A simple shell script (almost) POSIX(1) for mail security checks against domain names.
Usage: ./mailsecchk.sh [OPTIONS]...
check mail security of a given domain
arguments:
-d domain to be checked
-h display this help and exit
-l log file to output to
-p extract DKIM public key if found
-r SPF recursive tests
(1): not POSIX anymore as keyword "local" is used, but it should work on most UNIX.
- SPF DNS record presence
- SPF version
- SPF not using FAIL mode "-all"
- SPF include not resolving to a correct DNS TXT record (potential domain takeover)
- DMARC DNS record presence
- DMARC version
- DMARC policy ("p")
- DMARC subpolicy ("sp")
- DMARC sample percentage ("pct")
- DMARC aggregation and forensic reports send to third-parties ("rua" and "ruf")
- DMARC failure report options ("fo")
- DMARC SPF and DKIM alignment set to relaxed mode (see there for why)
- DKIM dictionnary guess for selectors (list is in dkim_selectors.txt)
- DKIM public key size (if public key extraction is enabled)
- MTA-STS DNS record presence
- MTA-STS DNS record version
- MTA-STS HTTPS policy presence
- TLS-RPT DNS record presence
- TLS-RPT version
- TLS-RPT reports send to third-parties ("rua")
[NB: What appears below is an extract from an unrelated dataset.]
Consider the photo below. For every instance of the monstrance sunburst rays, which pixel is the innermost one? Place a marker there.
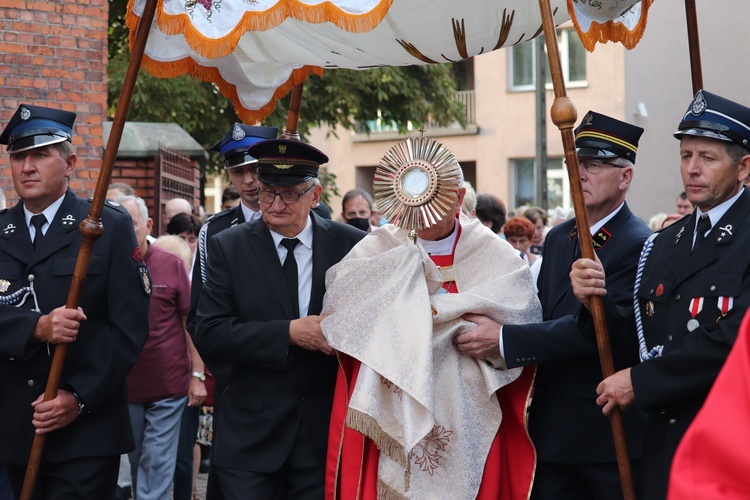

- DANE TLSA records presence for each MX entry
- BIMI dictionnary guess for selectors (list is in bimi_selectors.txt)
- BIMI version
Checks for specific mail providers:
- SPF set to include mail provider SPF
- DKIM presence (selectors are often predictable)
Currently included providers:
- Microsoft 365
- Google workspace
- Amazon SES
Other features
- DKIM public key extraction if selector is found
- Recursive checks on SPF includes
Note: if recursion on SPF includes is not enabled, you may end up with false positives on wether a mail provider SPF is included for a domain or not.